Bannon montou uma fábrica de fake news que passou a fornecer conteúdos para os discursos de Trump. As mentiras, somada à habilidade de comunicação do ex-presidente, se tornaram uma ferramenta política muito poderosa contra os seus adversários. Quando ele assumiu a presidência dos Estados Unidos, em 2017, chutou as canelas dos repórteres afirmando que só se comunicaria através das redes sociais e que a imprensa tradicional estava com os seus dias contados. Atualmente, Bannon está cumprindo uma pena de quatro meses de prisão, que termina em novembro, por não cumprir uma intimação do Congresso para colaborar nas investigações do ataque ao Capitólio. Toda essa história foi contada por Kamala. Lembro que dias depois de ter sido nomeada candidata dos democratas, um repórter perguntou como ela se comportaria nos debates com Trump. Resumindo a resposta dela: “Fui procuradora de Justiça na Califórnia, ele é um condenado pela Justiça. Sei como lidar com este tipo”. Trump foi condenado pelo Tribunal de Nova York por fraude ao comprar o silêncio da ex-atriz pornô Stormy, com quem manteve um caso – matérias na internet. Assisti ao debate entre o ex-presidente e Kamala na noite de terça-feira (9), que aconteceu nos estúdios da ABC News, na Filadélfia. Sempre que Trump mentia, ele era desmentido pelos apresentadores do debate. Nestas ocasiões, a candidata democrata dava um “sorrisinho” e só faltava dizer para ele a frase clássica usada pelos roteiristas de Hollywood nos filmes policiais, durante o interrogatório dos criminosos: “Tudo que disser poderá ser usado contra você, quer um advogado?” Kamala também é hábil no uso da linguagem e sabe como e onde colocar as palavras durante o debate. Em agosto escrevi o post Troca de candidato dos democratas foi bem contada e colocou Trump na defensiva.
Neste processo de troca de candidato, os democratas mudaram a sua estratégia perante os eleitores, que pode ser assim resumida.

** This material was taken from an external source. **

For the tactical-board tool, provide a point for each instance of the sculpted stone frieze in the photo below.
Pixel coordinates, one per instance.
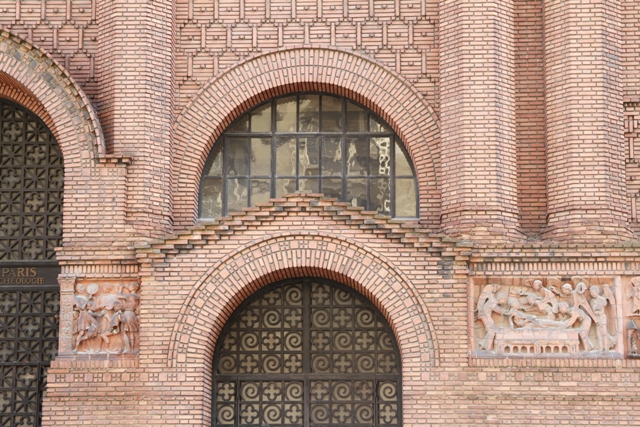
(546, 317)
(106, 318)
(632, 297)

Enquanto Trump prega o ódio, o medo e outros sentimentos menos nobres, Kamala fala em esperança e solução dos problemas que afligem a maioria da população, como o preço dos remédios. Temos publicado que o ex-presidente ainda não descobriu uma maneira de encurralar a candidata democrata, como tem feito com os seus adversários políticos. Um detalhe me chamou a atenção durante o debate. Sempre que os jornalistas faziam uma pergunta a Kamala, durante a resposta o ex-presidente fazia umas “caras estranhas”, com o objetivo de desviar a atenção da audiência. Tudo indica que a eleição será decidida no detalhe. Há duas bolas picando na área, um na dos republicanos e outra na dos democratas. Na dos republicanos há um movimento contrário ao avanço de Trump no partido, que se torna cada vez mais forte. Na dos democratas existe um forte movimento de jovens simpáticos aos palestinos, contrários à maneira como Biden vem apoiando Israel na guerra contra o Hamas. A imprensa tem dito que até novembro muita água irá passar debaixo da ponte das eleições americanas. A exemplo de outras democracias no mundo, incluindo a brasileira, serão os indecisos que vão definir quem será o próximo presidente dos Estados Unidos. É o jogo.